On 2014-08-18 15:15, Remi Forax wrote:
On 08/18/2014 12:01 PM, Raffaello Giulietti wrote:
>> ... >>
For example, we have a large Smalltalk application with about 50'000 classes and about 600'000 methods. In Smalltalk, almost everything in code is a method invocation, including operators like +, <=, etc. I estimate some 5-10 millions method invocation sites. How many of them are active during a typical execution, I couldn't tell. But if the Smalltalk runtime were implemented on the JVM, PICs would quite certainly represent a formidable share of the memory footprint. More generally, apart from toy examples, are there studies in real-world usage of indy and PICs in large applications? Perhaps some figures from the JRuby folks, or better, their users' applications would be interesting. Thanks for numbers Raffaello GiuliettiThere are several Smalltalk implementations that already use invokedynamic, so you can ask their maintainers for data, on top of my head you have Rtalk by Mark Roos [1], Magic (smalltalk like), you can ask Duncan Mac Gregor [2], Redline Smalltalk by James Ladd [3] and Gravel Smalltalk by Wouter Gazendam [4]. I hope I've not forgotten somebody :) Rémi [1] http://www.drdobbs.com/jvm/rtalk-smalltalk-on-the-jvm/231500288 [2] http://www.infoq.com/news/2012/12/magik-jvm-port [3] https://github.com/redline-smalltalk/redline-smalltalk [4] https://github.com/gravel-st/gravel
Thanks for the references. Unfortunately, some of them seem dormant projects, others seem more experimental than production-ready.

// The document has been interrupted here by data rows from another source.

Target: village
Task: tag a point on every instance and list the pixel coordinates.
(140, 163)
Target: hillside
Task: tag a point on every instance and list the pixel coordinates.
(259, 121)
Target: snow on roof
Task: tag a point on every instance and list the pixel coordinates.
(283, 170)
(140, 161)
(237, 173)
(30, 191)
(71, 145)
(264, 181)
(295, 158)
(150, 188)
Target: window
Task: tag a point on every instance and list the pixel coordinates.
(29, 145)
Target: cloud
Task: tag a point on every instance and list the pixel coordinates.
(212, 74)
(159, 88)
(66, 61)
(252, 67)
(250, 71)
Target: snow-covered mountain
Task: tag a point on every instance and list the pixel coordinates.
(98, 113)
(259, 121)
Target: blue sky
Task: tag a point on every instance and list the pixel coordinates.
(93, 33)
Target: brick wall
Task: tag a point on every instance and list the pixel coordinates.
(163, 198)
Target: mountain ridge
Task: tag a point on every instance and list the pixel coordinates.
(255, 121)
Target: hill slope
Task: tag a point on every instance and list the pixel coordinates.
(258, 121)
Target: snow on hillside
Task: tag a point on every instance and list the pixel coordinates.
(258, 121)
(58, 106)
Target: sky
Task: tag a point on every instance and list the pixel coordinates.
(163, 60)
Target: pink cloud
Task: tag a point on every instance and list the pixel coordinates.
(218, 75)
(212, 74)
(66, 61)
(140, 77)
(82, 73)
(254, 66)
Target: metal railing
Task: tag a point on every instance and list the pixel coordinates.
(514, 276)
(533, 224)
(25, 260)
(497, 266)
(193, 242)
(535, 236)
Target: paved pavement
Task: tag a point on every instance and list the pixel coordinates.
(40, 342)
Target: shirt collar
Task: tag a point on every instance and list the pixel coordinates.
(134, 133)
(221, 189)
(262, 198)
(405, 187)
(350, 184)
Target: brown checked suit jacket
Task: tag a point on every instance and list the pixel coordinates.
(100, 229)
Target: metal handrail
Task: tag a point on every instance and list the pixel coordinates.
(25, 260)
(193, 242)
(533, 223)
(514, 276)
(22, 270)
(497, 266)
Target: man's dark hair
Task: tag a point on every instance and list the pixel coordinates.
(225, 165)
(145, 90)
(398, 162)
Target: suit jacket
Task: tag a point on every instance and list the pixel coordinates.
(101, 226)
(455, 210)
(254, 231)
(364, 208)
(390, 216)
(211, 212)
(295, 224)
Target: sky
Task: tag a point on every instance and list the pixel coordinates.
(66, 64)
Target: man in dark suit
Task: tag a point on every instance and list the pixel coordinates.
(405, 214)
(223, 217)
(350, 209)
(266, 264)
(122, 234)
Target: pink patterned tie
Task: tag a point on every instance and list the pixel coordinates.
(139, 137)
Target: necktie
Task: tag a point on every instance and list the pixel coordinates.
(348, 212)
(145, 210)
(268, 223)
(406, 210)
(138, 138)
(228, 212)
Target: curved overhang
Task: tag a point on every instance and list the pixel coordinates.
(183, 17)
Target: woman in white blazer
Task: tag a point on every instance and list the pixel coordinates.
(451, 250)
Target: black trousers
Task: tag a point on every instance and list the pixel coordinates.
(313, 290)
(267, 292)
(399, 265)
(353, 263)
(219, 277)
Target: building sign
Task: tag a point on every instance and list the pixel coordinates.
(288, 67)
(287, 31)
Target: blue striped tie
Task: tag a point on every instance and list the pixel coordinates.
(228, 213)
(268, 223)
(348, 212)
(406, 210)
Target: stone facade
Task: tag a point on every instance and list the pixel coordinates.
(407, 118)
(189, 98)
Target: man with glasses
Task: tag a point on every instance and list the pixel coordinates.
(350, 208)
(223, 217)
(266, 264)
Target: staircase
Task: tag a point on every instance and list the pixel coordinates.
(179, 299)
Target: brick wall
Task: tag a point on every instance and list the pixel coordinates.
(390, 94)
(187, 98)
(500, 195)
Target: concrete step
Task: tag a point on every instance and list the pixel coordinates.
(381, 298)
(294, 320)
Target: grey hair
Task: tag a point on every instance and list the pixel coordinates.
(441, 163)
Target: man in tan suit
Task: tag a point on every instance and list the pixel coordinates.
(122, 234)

In addition, we are using a "persistent" Smalltalk platform, where objects are automatically persisted if reachable from persisted roots and everything happens inside ACID transactions. This functionality, essential to our business, is not supported by the products you mention, but this is another story.
Apart from Nashorn, JRuby and Groovy, are there other *widely* used dynamic language implementations known to run on the JVM and using indy and PICs?